The renewal grant will focus on elucidating the transcriptional and epigenetic mechanisms governing the behavior of diseased endothelial cells with implications for how the right ventricle adapts in this lethal condition. Excellent news and great work, Vinicio and team!
February 11, 2022
It is the PACCM division’s great pleasure to announce that Adam Andruska has been selected as a 2022 Parker B. Francis Fellow for his research under the mentorship of Edda Spiekerkoetter. Adam will be continuing his investigations into the pathogenesis of pulmonary hypertension in Edda’s lab and co-mentored by Maya Kumar.
The PBF is a prestigious honor and award for which Adam is incredibly deserving, and is a testament to his perseverence over the years. We’re very proud of and happy for him.
February 9, 2022
Please consider attending this year's CTS Annual Educational Conference. This is one of the best programs that we have seen for this meeting. With subjects ranging from post-ICU care, modes of ventilation and proning, hands-on sessions with ventilators/oxygen delivery devices/neural triggering for OSA, lung cancer, sleep disorders, climate change/environmental pollution, pandemic career development/wellness, and women in PCCM/Sleep medicine, this program offers something for everyone - and will occur in the lovely Portola Hotel and Spa in Monterey.

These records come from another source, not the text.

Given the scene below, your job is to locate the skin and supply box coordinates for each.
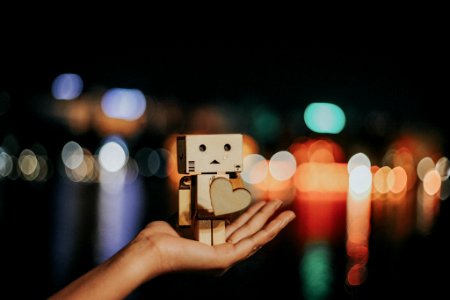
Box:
[49,201,295,300]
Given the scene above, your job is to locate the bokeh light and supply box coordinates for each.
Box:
[61,141,83,170]
[98,141,128,172]
[18,149,40,181]
[52,73,83,100]
[101,88,147,121]
[65,149,98,182]
[439,180,450,200]
[269,151,297,181]
[423,170,442,196]
[0,148,14,177]
[417,156,435,181]
[304,102,345,134]
[241,154,269,184]
[347,152,371,173]
[436,156,450,181]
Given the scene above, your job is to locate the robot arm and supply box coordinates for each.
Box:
[178,176,192,226]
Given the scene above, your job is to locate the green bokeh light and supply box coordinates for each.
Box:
[304,102,345,134]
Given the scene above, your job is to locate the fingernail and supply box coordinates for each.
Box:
[275,200,283,209]
[279,214,295,228]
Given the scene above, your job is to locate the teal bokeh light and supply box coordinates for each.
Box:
[304,102,345,134]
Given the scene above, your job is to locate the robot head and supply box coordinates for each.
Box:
[177,134,242,174]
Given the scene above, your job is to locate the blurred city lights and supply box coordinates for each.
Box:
[347,152,371,173]
[52,73,83,100]
[439,179,450,200]
[294,163,348,193]
[18,149,40,181]
[61,141,84,170]
[65,149,98,182]
[423,170,442,196]
[269,151,297,181]
[436,156,450,181]
[101,88,147,121]
[417,156,435,181]
[0,148,14,177]
[349,165,372,194]
[304,102,345,134]
[98,141,128,172]
[308,140,335,163]
[241,154,269,184]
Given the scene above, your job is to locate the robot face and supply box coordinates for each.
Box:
[177,134,242,174]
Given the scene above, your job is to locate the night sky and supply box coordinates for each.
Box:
[0,40,450,299]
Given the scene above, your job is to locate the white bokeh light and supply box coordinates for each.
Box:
[347,152,371,174]
[101,88,147,121]
[349,165,372,194]
[98,141,128,172]
[61,141,84,170]
[269,151,297,181]
[417,156,435,181]
[0,148,13,177]
[52,73,83,100]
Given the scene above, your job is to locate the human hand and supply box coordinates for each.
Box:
[134,201,295,280]
[49,201,295,299]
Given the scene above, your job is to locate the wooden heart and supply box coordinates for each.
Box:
[210,177,252,216]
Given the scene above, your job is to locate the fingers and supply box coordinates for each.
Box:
[227,200,282,244]
[225,201,267,239]
[229,210,295,262]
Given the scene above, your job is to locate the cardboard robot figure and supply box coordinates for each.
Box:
[177,134,251,245]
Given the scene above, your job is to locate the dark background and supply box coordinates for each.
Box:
[0,40,450,299]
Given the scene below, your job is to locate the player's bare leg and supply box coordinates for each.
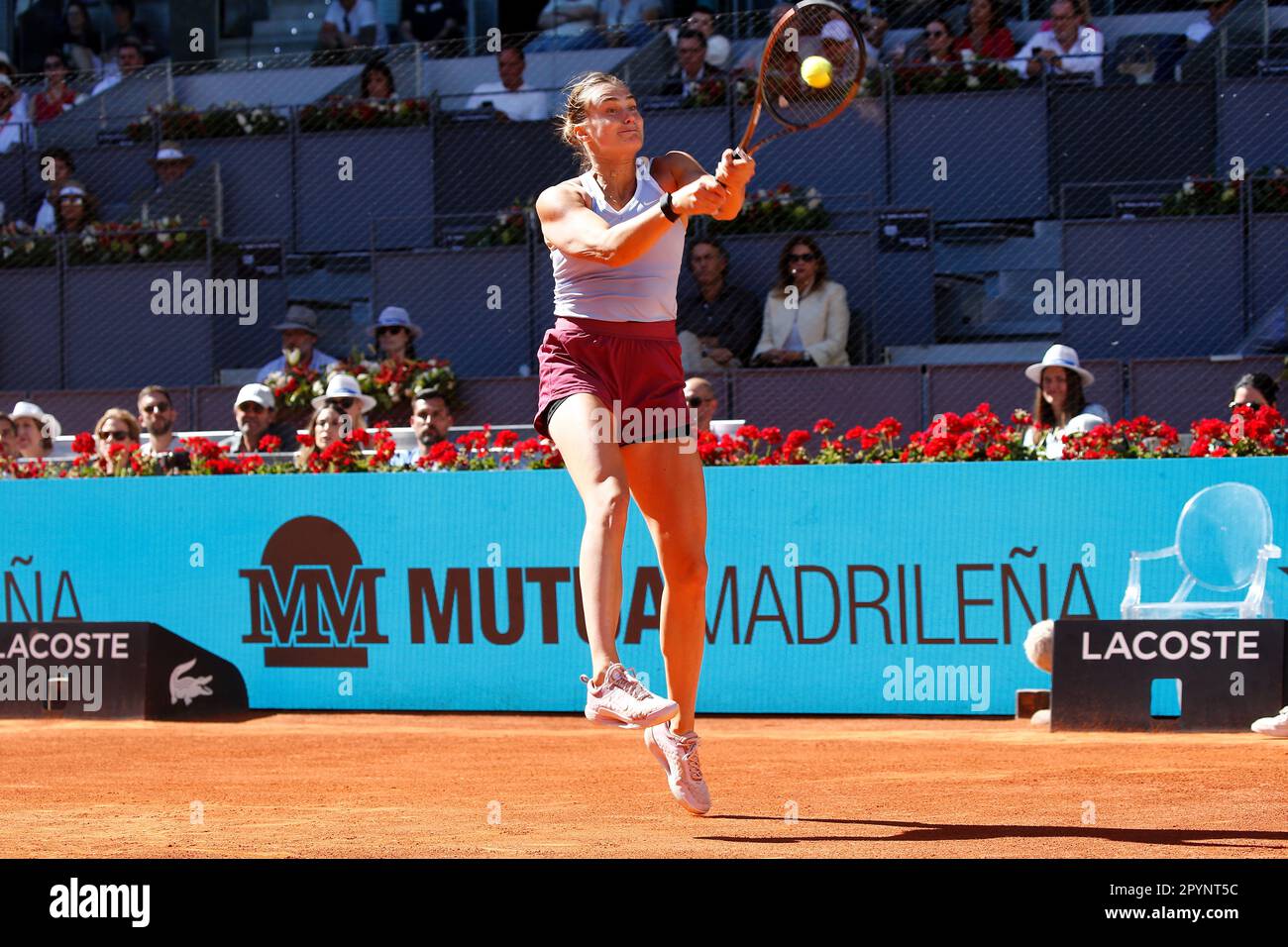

We need to call out a few of Stanford's faculty. Our group is becoming increasingly prominent in the California Thoracic Society. First a big congratulations to our very own Drs. Kristina Kudelko and Gaurav Singh who are the Conference Co-Chairs - amazing job, you two. We also have to celebrate Dr. Michelle Cao, the current CTS President. We look forward to attending the conference in person this year.
January 20, 2022
"Newsweek has created international rankings for specialized hospitals and this year added Pulmonology as a category. Stanford did well for this initial outing coming in at number 7!